When Irene B. Rosenfeld, the chief executive of Kraft, was studying marketing at Cornell in the late 1970s, she was determined to get as many people as possible to respond to a survey she mailed out as part of her PhD research on how consumers choose products.
So she attached a crisp $1 bill to the surveys, to entice people to fill them out and mail them back. Rosenfeld now has a much bigger budget, but she is still working hard to persuade people to go along with her plans.
Kraft has just had its $16.7 billion (U.S.) offer for Cadbury, the British candy company, rebuffed – but Rosenfeld, who once headed Kraft’s Canadian operations, appears determined to push the deal forward.
She flew to London last month to lay out her merger plans to Cadbury’s chairman, Roger Carr. After the Cadbury board brushed off the overture, she decided to make the offer public last Monday in hopes of forcing the company’s hand.
In public comments, she has insisted the deal would benefit the shareholders of both companies. And when Cadbury insisted the offer undervalued the company, Rosenfeld said that the chocolate and gum maker had far less potential to grow on its own.
"This announcement just shows how ambitious she is," Erin Swanson, an equity analyst at Morningstar, told The New York Times. "She’s not content with the status quo. She’s striving for continuous improvement and looking to stir growth in what has been a more mature business."

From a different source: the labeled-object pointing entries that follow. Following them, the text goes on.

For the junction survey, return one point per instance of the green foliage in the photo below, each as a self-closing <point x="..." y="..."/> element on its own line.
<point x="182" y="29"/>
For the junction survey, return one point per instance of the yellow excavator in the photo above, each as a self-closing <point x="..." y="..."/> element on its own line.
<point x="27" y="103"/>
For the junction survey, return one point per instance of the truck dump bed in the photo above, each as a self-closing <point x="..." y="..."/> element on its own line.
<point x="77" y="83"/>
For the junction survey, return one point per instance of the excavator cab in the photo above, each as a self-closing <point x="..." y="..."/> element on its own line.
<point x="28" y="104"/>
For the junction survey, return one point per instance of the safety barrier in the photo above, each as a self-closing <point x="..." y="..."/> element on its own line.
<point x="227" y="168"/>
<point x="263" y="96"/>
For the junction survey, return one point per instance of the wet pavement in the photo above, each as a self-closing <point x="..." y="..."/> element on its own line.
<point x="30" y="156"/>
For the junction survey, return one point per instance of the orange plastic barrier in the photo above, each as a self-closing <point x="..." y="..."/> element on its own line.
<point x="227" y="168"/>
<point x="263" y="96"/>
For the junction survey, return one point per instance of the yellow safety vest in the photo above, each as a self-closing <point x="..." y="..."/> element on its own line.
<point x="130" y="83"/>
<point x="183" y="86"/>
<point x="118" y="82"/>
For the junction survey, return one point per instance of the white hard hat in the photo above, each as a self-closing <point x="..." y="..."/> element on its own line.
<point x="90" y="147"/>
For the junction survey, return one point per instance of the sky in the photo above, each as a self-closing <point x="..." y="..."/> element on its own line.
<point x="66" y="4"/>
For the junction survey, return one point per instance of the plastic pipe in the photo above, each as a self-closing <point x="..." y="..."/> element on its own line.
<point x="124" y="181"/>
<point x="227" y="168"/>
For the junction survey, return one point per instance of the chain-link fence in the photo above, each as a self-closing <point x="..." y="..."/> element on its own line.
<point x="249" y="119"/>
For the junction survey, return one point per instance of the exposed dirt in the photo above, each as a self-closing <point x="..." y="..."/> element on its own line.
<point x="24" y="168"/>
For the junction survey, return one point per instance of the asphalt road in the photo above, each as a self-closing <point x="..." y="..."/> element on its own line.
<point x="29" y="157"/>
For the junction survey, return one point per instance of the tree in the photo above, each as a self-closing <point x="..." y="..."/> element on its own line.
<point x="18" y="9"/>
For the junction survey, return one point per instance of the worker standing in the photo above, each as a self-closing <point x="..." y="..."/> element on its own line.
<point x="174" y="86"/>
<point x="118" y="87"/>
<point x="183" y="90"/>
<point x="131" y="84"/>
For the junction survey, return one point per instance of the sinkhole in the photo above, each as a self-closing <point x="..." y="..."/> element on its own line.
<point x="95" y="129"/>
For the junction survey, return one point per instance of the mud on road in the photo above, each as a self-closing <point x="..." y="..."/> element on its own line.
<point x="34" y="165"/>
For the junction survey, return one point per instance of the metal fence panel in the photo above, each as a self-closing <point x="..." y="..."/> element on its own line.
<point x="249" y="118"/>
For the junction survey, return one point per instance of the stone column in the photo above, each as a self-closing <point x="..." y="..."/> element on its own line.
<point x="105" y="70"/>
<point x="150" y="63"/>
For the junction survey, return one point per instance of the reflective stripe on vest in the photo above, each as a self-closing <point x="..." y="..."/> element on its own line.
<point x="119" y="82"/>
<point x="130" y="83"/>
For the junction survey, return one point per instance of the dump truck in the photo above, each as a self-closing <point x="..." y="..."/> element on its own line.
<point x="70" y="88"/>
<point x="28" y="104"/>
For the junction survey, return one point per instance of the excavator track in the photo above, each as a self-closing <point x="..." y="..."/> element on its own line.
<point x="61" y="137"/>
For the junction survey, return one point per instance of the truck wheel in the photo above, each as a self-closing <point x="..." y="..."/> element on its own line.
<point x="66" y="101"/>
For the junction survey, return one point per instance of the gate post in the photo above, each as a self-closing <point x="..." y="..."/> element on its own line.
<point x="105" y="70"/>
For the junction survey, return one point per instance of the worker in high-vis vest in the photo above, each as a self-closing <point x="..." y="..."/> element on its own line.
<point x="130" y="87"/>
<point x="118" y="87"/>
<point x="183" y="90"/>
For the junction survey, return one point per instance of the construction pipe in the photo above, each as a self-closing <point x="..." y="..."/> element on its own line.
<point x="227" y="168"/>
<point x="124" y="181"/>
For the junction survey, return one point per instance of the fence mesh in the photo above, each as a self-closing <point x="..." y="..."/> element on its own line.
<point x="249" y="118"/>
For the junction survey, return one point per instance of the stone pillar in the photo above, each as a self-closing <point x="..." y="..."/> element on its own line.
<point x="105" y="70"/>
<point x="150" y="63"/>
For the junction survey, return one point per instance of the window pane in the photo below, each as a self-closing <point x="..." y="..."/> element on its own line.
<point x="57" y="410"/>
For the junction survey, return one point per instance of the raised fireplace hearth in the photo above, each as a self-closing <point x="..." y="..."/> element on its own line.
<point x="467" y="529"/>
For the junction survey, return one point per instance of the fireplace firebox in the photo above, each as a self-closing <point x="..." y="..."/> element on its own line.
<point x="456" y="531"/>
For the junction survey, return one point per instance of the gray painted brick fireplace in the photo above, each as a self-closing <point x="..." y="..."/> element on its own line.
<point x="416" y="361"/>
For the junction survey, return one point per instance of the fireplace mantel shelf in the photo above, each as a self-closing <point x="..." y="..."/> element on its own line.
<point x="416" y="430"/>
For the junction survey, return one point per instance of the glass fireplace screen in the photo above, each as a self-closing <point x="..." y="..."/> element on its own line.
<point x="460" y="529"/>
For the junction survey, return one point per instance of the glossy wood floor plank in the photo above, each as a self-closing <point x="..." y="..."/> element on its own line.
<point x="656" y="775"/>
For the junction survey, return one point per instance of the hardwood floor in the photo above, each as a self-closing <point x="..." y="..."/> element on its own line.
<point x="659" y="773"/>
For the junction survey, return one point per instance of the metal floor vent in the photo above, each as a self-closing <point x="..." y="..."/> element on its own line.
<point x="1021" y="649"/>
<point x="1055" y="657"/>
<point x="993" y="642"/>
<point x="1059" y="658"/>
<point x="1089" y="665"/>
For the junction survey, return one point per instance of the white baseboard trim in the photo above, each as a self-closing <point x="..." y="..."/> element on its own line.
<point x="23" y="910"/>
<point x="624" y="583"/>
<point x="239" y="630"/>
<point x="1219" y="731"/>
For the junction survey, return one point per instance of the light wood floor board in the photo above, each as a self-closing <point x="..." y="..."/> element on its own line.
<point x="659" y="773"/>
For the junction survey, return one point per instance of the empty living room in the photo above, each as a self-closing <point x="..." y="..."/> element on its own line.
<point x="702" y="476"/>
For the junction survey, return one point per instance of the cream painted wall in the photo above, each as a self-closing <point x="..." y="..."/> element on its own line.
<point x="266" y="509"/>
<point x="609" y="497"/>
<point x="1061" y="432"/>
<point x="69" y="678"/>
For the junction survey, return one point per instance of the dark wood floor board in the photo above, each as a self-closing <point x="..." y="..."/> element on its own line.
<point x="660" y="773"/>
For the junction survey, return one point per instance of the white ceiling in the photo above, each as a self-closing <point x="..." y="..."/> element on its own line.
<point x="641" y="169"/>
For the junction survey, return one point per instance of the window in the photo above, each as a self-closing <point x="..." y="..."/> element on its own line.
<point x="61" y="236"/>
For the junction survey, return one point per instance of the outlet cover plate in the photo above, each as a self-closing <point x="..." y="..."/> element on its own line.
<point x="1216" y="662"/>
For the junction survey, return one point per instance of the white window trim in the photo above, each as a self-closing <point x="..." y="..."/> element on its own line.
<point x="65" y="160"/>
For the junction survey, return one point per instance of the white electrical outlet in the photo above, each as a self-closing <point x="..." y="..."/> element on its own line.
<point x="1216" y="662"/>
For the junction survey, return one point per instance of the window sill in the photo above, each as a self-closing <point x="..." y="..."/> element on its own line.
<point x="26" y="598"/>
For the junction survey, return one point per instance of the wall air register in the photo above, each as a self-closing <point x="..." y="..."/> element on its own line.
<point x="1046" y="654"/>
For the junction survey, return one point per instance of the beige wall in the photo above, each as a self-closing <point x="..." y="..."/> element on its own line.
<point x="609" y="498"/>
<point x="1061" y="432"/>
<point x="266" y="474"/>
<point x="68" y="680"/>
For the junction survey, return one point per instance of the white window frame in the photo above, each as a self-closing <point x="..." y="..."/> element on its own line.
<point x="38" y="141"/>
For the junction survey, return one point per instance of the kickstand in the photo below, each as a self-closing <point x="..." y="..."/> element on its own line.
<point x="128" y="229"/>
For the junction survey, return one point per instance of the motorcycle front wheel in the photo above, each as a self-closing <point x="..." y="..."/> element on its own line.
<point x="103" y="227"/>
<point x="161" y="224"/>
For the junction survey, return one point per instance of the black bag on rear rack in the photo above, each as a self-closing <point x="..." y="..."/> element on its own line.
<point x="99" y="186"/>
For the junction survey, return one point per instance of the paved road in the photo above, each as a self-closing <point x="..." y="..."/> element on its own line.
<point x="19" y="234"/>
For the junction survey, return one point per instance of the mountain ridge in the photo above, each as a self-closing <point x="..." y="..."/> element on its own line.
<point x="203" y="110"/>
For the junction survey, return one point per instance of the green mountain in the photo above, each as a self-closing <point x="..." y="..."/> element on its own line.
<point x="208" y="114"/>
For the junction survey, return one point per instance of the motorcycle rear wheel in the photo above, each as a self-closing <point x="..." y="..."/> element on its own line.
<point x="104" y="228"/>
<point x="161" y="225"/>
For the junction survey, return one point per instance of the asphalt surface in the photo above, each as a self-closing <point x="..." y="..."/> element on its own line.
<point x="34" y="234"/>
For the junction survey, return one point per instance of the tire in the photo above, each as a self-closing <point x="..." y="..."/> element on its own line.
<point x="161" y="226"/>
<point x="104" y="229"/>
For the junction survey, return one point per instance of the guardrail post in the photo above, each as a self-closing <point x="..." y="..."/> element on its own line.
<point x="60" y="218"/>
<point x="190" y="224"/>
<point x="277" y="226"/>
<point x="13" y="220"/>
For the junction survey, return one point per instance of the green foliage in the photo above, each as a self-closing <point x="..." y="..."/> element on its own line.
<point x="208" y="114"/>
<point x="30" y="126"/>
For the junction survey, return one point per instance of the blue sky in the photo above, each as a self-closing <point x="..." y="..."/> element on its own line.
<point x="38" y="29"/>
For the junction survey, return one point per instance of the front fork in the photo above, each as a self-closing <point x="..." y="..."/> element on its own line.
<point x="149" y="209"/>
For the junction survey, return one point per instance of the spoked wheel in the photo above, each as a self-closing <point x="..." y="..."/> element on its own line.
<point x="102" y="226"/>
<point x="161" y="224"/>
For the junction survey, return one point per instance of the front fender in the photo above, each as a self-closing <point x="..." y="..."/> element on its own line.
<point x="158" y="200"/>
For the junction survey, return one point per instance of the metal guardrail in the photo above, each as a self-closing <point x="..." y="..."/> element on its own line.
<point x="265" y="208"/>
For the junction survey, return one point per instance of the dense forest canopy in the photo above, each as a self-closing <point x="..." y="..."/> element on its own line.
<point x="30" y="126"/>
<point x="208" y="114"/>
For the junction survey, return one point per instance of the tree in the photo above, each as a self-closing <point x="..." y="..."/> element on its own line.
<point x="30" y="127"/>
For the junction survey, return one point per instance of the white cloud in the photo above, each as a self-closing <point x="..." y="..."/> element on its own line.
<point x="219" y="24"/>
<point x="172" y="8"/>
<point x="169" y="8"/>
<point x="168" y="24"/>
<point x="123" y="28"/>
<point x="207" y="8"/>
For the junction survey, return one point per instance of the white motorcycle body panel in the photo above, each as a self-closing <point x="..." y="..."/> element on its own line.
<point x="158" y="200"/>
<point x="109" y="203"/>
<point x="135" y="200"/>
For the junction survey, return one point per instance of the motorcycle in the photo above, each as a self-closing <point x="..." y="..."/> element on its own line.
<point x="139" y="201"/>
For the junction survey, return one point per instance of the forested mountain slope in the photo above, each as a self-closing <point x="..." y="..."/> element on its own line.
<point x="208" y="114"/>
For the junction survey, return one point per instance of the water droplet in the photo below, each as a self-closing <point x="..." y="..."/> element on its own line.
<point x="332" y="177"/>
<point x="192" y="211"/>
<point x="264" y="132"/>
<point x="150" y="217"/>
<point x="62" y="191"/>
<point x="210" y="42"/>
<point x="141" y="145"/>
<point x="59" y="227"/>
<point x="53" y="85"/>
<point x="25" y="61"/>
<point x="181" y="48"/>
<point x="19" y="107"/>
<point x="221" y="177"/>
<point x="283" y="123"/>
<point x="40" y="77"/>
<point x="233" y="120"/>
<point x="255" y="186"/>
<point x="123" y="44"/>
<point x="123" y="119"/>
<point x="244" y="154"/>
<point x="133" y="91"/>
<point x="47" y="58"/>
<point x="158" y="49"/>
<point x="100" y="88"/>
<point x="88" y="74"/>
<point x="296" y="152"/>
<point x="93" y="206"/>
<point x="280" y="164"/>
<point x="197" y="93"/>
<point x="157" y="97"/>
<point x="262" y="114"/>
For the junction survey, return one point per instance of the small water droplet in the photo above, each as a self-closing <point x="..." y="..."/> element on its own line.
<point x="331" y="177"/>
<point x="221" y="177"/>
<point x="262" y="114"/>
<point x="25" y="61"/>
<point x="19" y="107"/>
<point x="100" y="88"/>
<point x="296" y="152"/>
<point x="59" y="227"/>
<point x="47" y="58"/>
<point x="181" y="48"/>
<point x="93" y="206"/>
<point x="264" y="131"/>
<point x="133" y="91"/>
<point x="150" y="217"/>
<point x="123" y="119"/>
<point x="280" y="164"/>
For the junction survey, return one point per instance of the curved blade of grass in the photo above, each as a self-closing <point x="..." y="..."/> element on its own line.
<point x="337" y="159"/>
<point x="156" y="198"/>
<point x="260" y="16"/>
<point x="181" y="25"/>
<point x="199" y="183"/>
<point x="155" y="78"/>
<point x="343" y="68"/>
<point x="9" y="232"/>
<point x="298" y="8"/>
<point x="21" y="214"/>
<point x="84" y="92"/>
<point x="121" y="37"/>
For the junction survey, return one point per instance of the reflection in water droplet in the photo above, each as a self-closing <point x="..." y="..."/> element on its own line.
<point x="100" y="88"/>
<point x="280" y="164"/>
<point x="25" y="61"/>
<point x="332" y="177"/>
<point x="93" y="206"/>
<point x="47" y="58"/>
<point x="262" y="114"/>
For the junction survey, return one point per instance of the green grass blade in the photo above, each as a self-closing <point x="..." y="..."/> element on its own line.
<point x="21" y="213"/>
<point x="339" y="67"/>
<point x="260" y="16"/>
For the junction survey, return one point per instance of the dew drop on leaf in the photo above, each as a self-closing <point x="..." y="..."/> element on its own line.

The events have set the stage for a bidding war, meaning Kraft might have to pay substantially more if it wants to acquire Cadbury.
Anticipating that possibility, investors bid down Kraft shares, which dropped nearly 6 per cent last Tuesday. Cadbury shares, as measured in depository receipts, soared almost 40 per cent.
Analysts said that several other companies could also bid for Cadbury, including Nestl? SA and Hershey Co.
The coming battle will certainly test Rosenfeld’s leadership of the company she took over in 2006, vowing to revive sluggish sales of its brands, which include Oreo cookies, Oscar Mayer lunch meats and Velveeta cheese.
Analysts said the company’s results in the past two quarters were promising. "There seems to have been some evidence that she has in fact started to turn things around," said Matt Arnold, a consumer analyst with Edward Jones, a retail brokerage firm based in St. Louis.
Rosenfeld has said she wanted to encourage innovation by giving managers at many different levels of the company more power to make decisions and try new things cheap credit report. Arnold said that appeared to have made the company more nimble and quicker to introduce new or expanded product lines.
He said Kraft had success with an expanded line of DiGiorno frozen pizzas, which the company now sells in single-serve packages and in a premium variety. It has also revamped its Maxwell House coffee blend and packaging and has begun selling Oreo Cakesters, a snack cake based on the cookie.
"They just found ways to cater to consumer wants a little more, and the bet paid off," Arnold said.
Rosenfeld also turned back earlier efforts at cost-cutting that hurt the quality of the company’s products. For instance, she insisted on adding more cheese back into the mix for the company’s signature macaroni and cheese, after it had been cut back to save money.
While the Cadbury deal would be by far her biggest move to date, Rosenfeld has not shied from buying and selling. She sold the underperforming Post cereals division to Ralcorp for $1.7 billion in 2007, and in the same year paid $7 billion for the cookie unit of the French company Groupe Danone.
Several analysts told The Times that a Cadbury acquisition could make sense for Kraft, which would greatly expand its confectionery business. Cadbury would also give it strong sales in emerging markets, such as India, where the chocolate maker has strong sales and has seen impressive growth. But they cautioned that those considerations could change if Kraft winds up paying significantly more.
Rosenfeld, who declined to be interviewed, began working for Kraft in the early 1980s. She soon became a marketing manager with responsibility for Kool-Aid and helped increase sales, in part by changing television ads aimed at children that featured a rock and roll soundtrack. She had similar success with Jell-O and was later made head of Kraft’s Canadian and then North American divisions. But she left the company abruptly in 2003. In 2004 she was hired to be chief executive of PepsiCo’s Frito-Lay division. But two years later, she returned to Kraft, this time as chief executive. She was named chairman in 2007 and now holds both posts.
Rosenfeld’s thesis adviser at Cornell, Vithala R. Rao, still teaches marketing there, and said that he recalled the $1 bills and the innovative way his former pupil conducted her thesis survey nearly three decades ago (she received her PhD in 1980).
Rao said the trick worked, with the survey getting a higher response than might have been anticipated without the incentive.